Journal Pioneer

Draft tensions

NHL GMs anxiously prepare for ‘unknown’ of expansion

- BY JONAS SIEGEL

The last time the NHL had an expansion draft, Steve Yzerman was coming off a Selke trophy-winning season as captain of the Detroit Red Wings. Seventeen years have passed, and it appears general managers are still determinin­g how to best protect their rosters, even as a key deadline for the Vegas Golden Knights draft draws near. Though Yzerman, now the GM of the Tampa Bay Lightning, made a bold strike Thursday when he sent promising 23-year-old Jonathan Drouin to Montreal, he thought caution was mostly ruling the day.

“The league has been pretty quiet,” Yzerman said.

Teams have until today at 5 p.m. Atlantic to submit a list of players protected from exposure to the Golden Knights – either seven forwards, three defencemen and one goaltender or eight skaters and a goalie.

Fear of losing a valuable asset for nothing has some searching out trade options.

“We have an idea of who we’re going to protect, but I’m not going to let anybody know what those players are because we’re still talking to different teams and we still might make a move,” Canucks GM Jim Benning said.

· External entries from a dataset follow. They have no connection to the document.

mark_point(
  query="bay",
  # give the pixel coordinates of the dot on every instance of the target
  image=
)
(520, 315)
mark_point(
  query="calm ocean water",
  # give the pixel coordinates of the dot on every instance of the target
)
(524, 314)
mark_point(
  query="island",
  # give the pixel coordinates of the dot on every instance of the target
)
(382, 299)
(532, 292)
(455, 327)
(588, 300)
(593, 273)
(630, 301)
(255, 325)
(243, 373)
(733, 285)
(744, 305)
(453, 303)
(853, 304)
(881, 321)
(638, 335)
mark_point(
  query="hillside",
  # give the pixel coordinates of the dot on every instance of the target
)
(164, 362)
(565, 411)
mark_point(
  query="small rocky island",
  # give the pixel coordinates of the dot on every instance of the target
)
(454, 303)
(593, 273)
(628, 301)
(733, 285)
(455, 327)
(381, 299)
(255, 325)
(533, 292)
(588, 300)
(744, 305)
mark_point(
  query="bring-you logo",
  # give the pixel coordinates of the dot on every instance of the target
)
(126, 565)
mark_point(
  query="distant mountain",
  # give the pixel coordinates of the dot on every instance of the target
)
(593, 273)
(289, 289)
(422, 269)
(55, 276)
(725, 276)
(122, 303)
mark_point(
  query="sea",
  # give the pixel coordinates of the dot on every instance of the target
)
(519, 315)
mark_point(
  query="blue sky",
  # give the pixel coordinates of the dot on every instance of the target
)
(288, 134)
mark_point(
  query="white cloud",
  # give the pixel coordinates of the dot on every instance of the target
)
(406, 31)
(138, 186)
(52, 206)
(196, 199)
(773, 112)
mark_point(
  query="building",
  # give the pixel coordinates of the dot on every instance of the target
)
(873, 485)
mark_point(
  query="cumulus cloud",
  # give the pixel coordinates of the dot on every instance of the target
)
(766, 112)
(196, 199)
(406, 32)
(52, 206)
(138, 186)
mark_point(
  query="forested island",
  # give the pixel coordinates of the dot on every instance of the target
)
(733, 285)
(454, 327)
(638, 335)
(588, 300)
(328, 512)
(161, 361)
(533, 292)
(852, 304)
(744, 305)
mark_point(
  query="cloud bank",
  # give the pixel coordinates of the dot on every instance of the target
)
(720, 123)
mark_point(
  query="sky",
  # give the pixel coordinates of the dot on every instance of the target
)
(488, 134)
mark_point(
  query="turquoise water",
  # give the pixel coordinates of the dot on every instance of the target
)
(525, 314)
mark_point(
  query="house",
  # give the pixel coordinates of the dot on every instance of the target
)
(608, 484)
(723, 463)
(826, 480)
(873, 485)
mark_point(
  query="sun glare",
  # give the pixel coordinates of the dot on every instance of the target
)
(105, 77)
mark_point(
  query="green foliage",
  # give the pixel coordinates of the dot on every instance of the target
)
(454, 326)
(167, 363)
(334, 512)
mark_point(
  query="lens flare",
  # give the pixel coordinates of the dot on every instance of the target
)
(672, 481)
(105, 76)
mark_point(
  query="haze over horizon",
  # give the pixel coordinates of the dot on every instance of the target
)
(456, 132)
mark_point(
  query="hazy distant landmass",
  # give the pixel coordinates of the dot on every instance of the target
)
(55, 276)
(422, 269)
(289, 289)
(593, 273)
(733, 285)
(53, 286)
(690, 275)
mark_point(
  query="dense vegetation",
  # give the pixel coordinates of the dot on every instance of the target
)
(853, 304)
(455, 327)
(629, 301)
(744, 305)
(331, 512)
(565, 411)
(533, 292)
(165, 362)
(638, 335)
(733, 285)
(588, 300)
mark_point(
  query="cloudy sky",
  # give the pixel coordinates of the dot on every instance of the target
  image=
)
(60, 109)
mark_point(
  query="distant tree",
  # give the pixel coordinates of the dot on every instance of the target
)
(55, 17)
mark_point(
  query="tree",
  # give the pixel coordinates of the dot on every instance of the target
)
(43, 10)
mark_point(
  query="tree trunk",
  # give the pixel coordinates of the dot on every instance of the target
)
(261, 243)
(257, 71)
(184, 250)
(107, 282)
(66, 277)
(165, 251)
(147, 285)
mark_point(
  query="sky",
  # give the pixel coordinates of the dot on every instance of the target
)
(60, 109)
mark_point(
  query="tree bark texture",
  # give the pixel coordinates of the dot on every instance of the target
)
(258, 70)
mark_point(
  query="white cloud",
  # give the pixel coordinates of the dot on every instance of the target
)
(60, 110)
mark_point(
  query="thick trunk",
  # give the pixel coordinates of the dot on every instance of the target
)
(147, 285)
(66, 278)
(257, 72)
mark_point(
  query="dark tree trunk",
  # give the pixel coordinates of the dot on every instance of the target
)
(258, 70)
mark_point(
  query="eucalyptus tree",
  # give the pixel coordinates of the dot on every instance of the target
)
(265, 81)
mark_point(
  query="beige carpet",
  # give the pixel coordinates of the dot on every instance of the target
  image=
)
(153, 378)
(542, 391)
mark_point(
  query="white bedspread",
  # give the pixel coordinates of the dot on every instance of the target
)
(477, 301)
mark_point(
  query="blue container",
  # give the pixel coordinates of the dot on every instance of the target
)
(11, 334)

“Nothing’s set in stone until Saturday at 5 o’clock Eastern when we have to submit the list.”

In trading away Drouin, the Lightning opened up one more space on their protection list, which might mean 24-year-old centre Vladislav Namestniko­v will remain in Tampa.

“It’s a part of the reason we like this trade,” Yzerman said of the deal, which netted Mikhail Sergachev, a defensive prospect with high upside and is exempt from exposure to Vegas.

“We were able to acquire a player that we do not have to protect and it gives us a little more clarity there.”

Still, wariness lingers for the domino effect of trading a player who might be picked by Vegas simply to gain an asset. “The problem in that is you’re going to lost one player no matter what right,” Benning said.

“So if you have five defencemen, say, and you can only protect three – so you trade one defenceman off for a draft pick or young assets and then you’re going to lose another defenceman to Las Vegas and then all of a sudden, you’re two D down, you know what I mean?

“So you’re better off just taking your lumps, know you’re going to lose a player and just move on.”

Such a reality confronts squads with deep defence cores like Minnesota and Anaheim. With too many quality defenders to protect, both have been reportedly seeking trades.

While scooping up a potential star in Drouin, the Canadiens will likely lose a better asset to Vegas – perhaps Paul Byron or Charles Hudon – in addition to Sergachev and a conditiona­l second rounder in 2018.

“We gave up a lot but I’m convinced we got back a big piece,” Habs GM Marc Bergevin said.